Tales of Suspense #57, copertina di Don HeckEssendo un disegnatore rapido e affidabile, a Heck vengono affidati altri incarichi come il serial di Ant-Man e Wasp pubblicato su Tales to Astonish, nonché l’incombenza di succedere a Jack Kirby come disegnatore regolare di Avengers a partire dal numero #9, per un ciclo di circa trenta storie durante il quale vengono creati personaggi come Wonder Man, lo Spadaccino, il Conte Nefaria e il Collezionista.

Passa poi a disegnare alcune storie degli X-Men, creando Polaris e Havok, nonché alcuni albi di Captain Marvel precedenti l’arrivo di Jim Starlin. Quando può, Heck preferisce occuparsi in toto delle chine, poiché spesso gli affidano inchiostratori non all’altezza o alle prime armi (in un'occasione, insoddisfatto del risultato, strappa le pagine ricevute).

Questo malcontento, unito ad un calo di incarichi dovuto anche all’emergere di altri artisti acclamati come John Buscema o Gene Colan, porta Don Heck a contattare la DC Comics, che gli affida alcune storie a partire dal 1970. Essendo un freelancer, Heck alterna lavori per entrambe le case editrici, disegnando per la Distinta Concorrenza un celebre ciclo di Wonder Woman e creando per la Marvel la prima incarnazione dei Campioni. Con il tempo, tuttavia, l’insoddisfazione nei confronti della Casa delle Idee cresce, e nel 1977 Heck accetta un contratto in esclusiva da parte della DC che gli garantisce più stabilità.

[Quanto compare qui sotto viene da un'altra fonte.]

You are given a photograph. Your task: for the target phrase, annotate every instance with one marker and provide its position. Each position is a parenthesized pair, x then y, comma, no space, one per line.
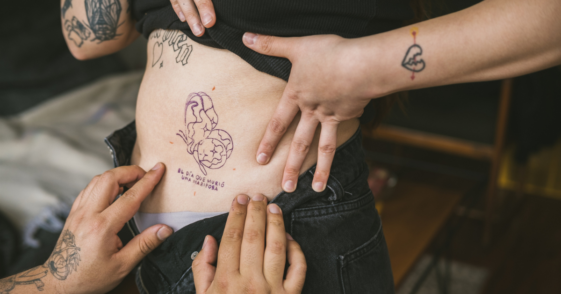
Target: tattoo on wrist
(209,146)
(413,60)
(61,264)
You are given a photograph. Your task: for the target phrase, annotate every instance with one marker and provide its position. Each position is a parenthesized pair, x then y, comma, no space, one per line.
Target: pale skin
(333,78)
(90,257)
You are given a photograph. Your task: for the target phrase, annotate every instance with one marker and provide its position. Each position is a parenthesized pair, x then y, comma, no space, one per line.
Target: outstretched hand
(327,85)
(252,254)
(89,257)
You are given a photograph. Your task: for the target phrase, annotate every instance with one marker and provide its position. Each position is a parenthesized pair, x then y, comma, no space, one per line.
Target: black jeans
(339,230)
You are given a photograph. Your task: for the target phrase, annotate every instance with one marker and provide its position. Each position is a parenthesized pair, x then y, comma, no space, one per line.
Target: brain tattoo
(210,147)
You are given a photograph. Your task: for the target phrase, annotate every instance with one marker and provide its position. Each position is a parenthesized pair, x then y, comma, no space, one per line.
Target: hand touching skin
(245,264)
(326,86)
(89,256)
(199,14)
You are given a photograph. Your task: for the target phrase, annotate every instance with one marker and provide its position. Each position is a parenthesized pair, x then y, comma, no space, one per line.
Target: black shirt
(287,18)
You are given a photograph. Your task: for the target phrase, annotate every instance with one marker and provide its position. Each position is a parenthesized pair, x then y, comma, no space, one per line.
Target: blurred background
(467,177)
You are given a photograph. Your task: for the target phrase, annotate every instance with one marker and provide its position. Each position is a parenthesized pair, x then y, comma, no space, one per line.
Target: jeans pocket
(367,269)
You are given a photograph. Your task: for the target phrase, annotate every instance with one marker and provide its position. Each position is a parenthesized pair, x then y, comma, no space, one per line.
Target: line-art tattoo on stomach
(412,60)
(176,40)
(103,17)
(210,147)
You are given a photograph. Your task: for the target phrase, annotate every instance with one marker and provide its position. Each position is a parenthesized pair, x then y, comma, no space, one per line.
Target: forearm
(35,280)
(93,28)
(491,40)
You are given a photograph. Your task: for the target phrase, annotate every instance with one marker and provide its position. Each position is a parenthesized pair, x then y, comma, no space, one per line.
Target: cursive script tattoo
(209,146)
(103,18)
(412,60)
(176,40)
(62,262)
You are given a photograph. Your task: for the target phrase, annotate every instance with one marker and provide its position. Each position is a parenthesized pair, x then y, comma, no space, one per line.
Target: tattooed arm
(89,256)
(93,28)
(332,78)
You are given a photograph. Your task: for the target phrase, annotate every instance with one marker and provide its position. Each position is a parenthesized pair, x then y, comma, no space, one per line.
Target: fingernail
(249,38)
(318,186)
(289,186)
(164,232)
(197,29)
(204,243)
(157,166)
(242,199)
(262,158)
(206,19)
(273,208)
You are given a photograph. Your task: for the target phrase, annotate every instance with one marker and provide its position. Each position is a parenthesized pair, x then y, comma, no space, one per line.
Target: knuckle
(327,149)
(146,246)
(252,236)
(292,172)
(233,234)
(108,176)
(301,147)
(265,43)
(277,126)
(277,222)
(276,247)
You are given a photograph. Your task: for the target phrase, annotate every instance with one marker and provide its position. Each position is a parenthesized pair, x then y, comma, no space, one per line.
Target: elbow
(80,54)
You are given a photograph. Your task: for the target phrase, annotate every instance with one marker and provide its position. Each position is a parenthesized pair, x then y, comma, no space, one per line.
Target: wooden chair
(490,151)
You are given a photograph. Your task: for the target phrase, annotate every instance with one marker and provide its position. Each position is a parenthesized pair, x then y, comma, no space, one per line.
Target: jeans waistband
(167,268)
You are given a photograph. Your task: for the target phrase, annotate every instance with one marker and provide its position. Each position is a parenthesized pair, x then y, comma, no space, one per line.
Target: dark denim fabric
(339,230)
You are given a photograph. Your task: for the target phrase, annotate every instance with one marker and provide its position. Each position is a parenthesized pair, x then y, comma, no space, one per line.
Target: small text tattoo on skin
(413,60)
(209,146)
(63,261)
(204,182)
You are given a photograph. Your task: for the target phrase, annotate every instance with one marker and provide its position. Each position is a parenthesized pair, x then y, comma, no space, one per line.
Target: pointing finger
(203,265)
(128,204)
(269,45)
(298,150)
(326,152)
(283,116)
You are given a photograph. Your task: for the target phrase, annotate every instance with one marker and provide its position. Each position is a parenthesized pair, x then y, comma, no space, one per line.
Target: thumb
(203,268)
(144,243)
(269,45)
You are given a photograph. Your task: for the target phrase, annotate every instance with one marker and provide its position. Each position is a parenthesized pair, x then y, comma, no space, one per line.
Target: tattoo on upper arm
(77,32)
(102,21)
(413,60)
(209,146)
(103,17)
(63,262)
(176,40)
(67,4)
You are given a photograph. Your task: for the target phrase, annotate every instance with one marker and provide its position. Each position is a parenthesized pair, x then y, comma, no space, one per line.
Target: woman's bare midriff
(210,152)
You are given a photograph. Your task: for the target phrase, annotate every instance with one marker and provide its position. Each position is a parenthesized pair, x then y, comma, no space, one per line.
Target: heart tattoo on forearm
(210,147)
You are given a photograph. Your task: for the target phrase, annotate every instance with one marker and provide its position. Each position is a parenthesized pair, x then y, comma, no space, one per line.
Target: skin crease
(491,40)
(90,258)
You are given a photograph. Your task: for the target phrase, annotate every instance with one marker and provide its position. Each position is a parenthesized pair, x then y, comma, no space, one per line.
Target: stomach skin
(202,111)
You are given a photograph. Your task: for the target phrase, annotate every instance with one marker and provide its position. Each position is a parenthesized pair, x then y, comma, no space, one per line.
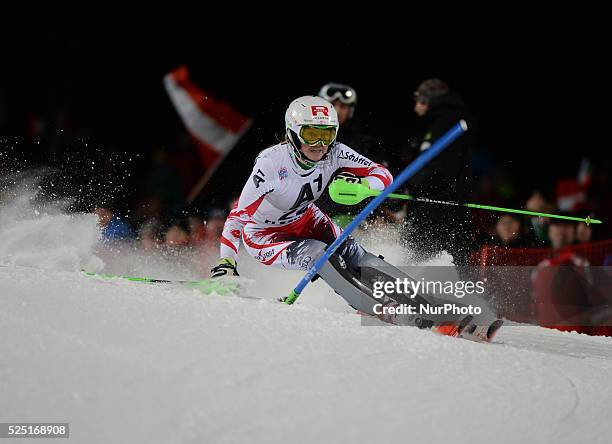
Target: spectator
(148,234)
(537,202)
(561,233)
(584,233)
(435,228)
(508,230)
(113,228)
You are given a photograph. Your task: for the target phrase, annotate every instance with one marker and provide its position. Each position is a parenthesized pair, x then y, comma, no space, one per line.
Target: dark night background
(537,79)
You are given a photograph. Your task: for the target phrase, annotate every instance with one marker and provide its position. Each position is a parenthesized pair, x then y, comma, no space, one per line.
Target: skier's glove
(351,178)
(226,265)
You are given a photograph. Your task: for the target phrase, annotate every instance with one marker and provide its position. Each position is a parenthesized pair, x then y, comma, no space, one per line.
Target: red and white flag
(215,126)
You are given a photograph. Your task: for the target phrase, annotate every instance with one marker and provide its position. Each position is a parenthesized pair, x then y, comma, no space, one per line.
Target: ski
(218,286)
(482,333)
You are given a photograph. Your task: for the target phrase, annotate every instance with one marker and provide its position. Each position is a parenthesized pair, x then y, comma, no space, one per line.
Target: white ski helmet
(310,111)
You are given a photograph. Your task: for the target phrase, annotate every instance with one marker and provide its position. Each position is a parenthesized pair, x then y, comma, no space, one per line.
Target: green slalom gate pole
(346,193)
(408,172)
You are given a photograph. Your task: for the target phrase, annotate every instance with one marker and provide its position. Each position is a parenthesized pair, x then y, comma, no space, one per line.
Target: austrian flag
(214,125)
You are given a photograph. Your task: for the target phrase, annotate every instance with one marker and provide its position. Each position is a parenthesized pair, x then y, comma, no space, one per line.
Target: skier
(281,226)
(276,216)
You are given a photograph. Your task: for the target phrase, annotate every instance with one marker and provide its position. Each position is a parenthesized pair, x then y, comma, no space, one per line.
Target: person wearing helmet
(344,99)
(276,215)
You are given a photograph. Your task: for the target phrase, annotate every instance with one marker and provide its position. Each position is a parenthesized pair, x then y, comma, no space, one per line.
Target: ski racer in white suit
(276,216)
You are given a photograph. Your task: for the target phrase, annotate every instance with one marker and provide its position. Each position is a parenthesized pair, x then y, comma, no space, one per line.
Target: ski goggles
(312,135)
(333,91)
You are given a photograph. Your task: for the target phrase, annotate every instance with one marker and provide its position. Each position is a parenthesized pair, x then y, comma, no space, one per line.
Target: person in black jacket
(344,99)
(433,227)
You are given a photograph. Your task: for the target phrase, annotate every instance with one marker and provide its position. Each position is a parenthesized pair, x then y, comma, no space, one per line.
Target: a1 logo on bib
(316,109)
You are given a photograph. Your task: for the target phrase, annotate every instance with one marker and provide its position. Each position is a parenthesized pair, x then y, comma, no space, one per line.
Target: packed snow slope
(127,362)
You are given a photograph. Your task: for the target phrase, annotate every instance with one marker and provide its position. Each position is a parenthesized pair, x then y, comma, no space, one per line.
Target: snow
(130,362)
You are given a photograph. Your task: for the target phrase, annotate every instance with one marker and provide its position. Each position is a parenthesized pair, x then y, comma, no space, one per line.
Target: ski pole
(406,174)
(347,193)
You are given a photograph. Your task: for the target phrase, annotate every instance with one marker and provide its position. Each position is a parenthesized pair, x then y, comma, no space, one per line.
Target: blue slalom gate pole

Nell’inverno del 1980 viene pubblicato il numero #53 di The Comics Journal, dove compare una lunga intervista (curata da Gary Groth) dello scrittore Harlan Ellison. Ellison, senza peli sulla lingua (e abilmente pungolato da Groth), definisce Heck “il peggior disegnatore di fumetti”, capace di consegnare un prodotto insoddisfacente solo per rispettare le scadenze. Più avanti Ellison si scuserà per quanto detto, ma il danno è fatto: a partire da quel momento, Don Heck viene soprannominato “Don Hack” e l’idea che lui sia “il peggior disegnatore di fumetti” sarà una costante fino alla fine della sua carriera.

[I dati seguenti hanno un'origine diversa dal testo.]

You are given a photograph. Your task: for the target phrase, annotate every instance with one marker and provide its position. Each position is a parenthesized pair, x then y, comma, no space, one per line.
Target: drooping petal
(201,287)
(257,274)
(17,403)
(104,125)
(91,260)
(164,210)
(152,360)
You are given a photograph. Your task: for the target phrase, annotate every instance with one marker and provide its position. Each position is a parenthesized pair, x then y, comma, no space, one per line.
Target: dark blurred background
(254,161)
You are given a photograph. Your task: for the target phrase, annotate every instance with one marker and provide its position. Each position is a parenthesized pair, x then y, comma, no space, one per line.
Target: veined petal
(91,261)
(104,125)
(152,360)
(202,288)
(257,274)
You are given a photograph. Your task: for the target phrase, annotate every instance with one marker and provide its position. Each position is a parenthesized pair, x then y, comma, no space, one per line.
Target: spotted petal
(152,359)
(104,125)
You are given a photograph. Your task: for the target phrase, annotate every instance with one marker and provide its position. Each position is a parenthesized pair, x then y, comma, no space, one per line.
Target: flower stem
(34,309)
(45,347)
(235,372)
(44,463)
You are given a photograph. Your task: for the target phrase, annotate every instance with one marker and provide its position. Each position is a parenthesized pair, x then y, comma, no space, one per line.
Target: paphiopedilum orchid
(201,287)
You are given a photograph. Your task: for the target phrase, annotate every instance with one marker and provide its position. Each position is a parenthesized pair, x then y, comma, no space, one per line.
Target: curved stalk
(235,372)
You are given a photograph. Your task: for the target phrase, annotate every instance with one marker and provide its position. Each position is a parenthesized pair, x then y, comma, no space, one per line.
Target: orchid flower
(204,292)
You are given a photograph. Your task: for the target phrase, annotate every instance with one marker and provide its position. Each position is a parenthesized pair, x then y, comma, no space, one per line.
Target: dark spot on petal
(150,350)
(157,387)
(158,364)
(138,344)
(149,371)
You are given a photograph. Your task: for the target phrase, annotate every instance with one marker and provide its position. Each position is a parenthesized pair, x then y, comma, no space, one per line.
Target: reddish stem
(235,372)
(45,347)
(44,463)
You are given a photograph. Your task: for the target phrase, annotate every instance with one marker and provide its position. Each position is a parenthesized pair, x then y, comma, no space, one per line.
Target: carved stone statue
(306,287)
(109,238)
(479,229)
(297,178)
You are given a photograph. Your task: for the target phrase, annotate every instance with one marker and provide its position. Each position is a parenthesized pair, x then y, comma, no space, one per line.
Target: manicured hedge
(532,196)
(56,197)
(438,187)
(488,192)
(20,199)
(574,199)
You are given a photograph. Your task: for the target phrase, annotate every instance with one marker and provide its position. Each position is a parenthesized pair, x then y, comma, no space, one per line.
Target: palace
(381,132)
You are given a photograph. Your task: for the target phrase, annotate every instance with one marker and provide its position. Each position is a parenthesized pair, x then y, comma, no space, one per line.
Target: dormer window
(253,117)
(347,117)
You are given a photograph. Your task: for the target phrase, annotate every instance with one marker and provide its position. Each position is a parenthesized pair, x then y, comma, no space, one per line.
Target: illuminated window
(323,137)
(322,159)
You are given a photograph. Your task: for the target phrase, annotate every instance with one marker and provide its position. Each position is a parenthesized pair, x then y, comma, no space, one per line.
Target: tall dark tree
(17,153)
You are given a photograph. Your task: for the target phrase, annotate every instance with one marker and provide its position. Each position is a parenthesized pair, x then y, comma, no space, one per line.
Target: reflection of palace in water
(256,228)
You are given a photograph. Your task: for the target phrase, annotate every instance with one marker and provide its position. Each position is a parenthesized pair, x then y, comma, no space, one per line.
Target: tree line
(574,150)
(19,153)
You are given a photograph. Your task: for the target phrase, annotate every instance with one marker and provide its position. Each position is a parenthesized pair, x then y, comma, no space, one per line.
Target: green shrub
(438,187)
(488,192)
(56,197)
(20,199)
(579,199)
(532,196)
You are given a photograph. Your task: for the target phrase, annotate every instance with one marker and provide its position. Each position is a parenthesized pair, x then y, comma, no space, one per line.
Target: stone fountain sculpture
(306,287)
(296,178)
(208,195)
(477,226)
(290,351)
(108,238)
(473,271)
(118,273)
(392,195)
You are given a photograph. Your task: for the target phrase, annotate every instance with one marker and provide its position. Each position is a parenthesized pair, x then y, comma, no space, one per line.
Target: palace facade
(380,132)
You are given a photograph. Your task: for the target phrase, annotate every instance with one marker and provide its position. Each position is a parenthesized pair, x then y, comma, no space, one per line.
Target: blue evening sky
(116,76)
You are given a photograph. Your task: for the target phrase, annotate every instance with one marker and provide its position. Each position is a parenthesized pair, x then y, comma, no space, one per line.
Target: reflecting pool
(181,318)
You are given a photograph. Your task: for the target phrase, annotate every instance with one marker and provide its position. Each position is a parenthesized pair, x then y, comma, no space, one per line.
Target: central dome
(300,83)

Questo, comunque, non gli impedisce di realizzare un ciclo di Flash precedente la storyline del Processo, un crossover tra Justice League of America e All-Star Squadron (il lavoro più folle che abbia mai realizzato, per usare le sue stesse parole) o di disegnare la serie di Wonder Woman per circa tre anni, fino al 1986, anno in cui la testata viene chiusa a causa di Crisi sulle Terre Infinite.

Wonder Woman #204, copertina di Don HeckCon il rilancio dell'Universo DC, e nuova linfa sulle testate, Heck non riceve in breve tempo più alcun incarico dalla casa editrice e torna dunque verso la fine degli anni ‘80 a lavorare per la Marvel, ritrovando il più celebre personaggio da lui ideato, Occhio di Falco, di cui realizza (come disegnatore e inchiostratore) alcune storie che compaiono su Solo Avengers/Avengers Spotlight. Negli anni successivi, oltre ad altri incarichi da freelance per piccoli editori, Heck rimane presso la casa editrice che aveva sancito il suo successo durante la Silver Age, nonostante la pesante ombra di giganti come Jack Kirby o Steve Ditko.

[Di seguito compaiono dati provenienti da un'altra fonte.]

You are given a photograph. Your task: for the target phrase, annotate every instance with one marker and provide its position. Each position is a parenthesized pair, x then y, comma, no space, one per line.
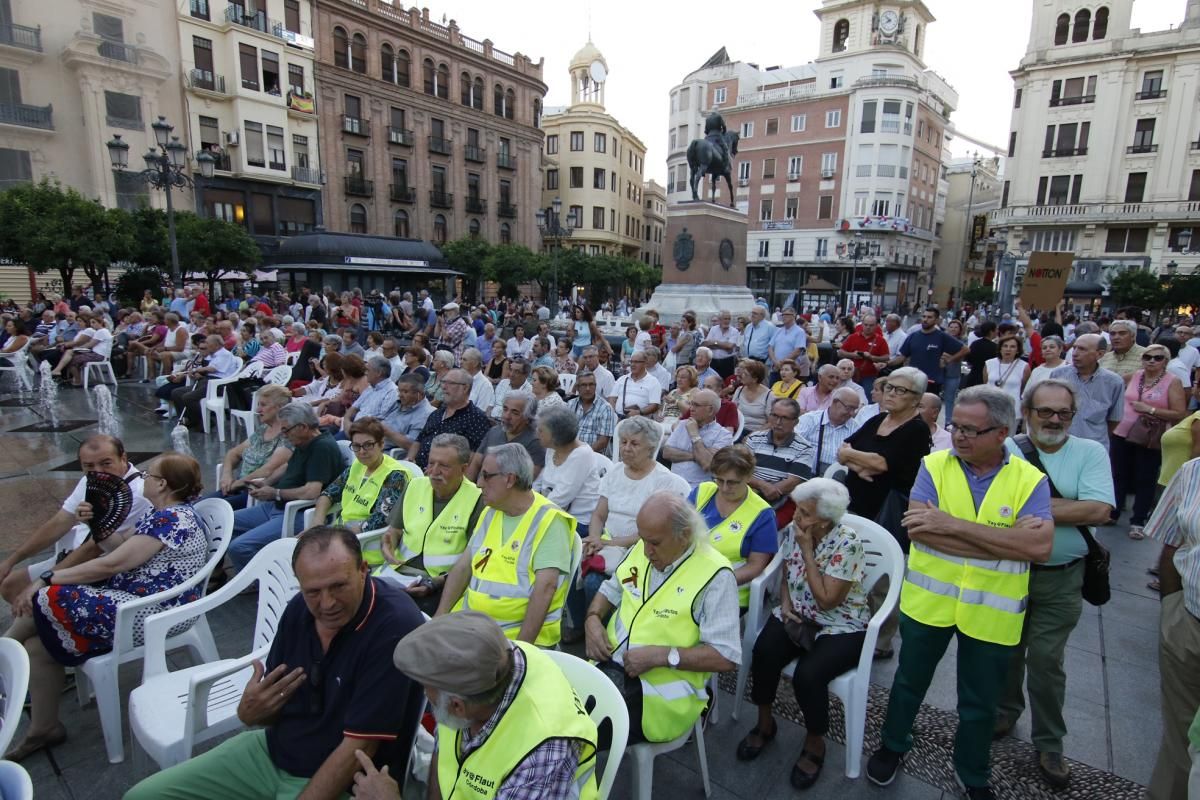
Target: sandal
(802,780)
(748,752)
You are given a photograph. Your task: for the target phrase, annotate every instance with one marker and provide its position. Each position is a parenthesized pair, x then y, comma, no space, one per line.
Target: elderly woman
(821,621)
(370,487)
(67,615)
(256,458)
(742,524)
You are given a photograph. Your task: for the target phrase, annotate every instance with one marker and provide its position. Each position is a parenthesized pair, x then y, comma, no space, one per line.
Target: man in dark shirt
(328,689)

L’ultima storia da lui realizzata, sia come disegnatore che come inchiostratore e che vede protagonista Thor, compare nell’ottobre 1993 su Marvel Super-Heroes #15. Poco dopo, all’artista viene diagnosticato un cancro ai polmoni che risulta purtroppo inoperabile. Muore il 23 febbraio 1995, un anno dopo Kirby, presso una clinica di Long Island.

La sua scomparsa passa in gran parte inosservata, ma con il tempo Don Heck riceve i giusti meriti per la sua opera. I credits come creatore di Occhio di Falco, Iron Man e della Vedova Nera sono comparsi e compaiono nei titoli di coda dei film Marvel Studios.

Don Heck non è stato di certo il miglior disegnatore della Marvel degli anni ’60… ma di certo neanche il peggiore!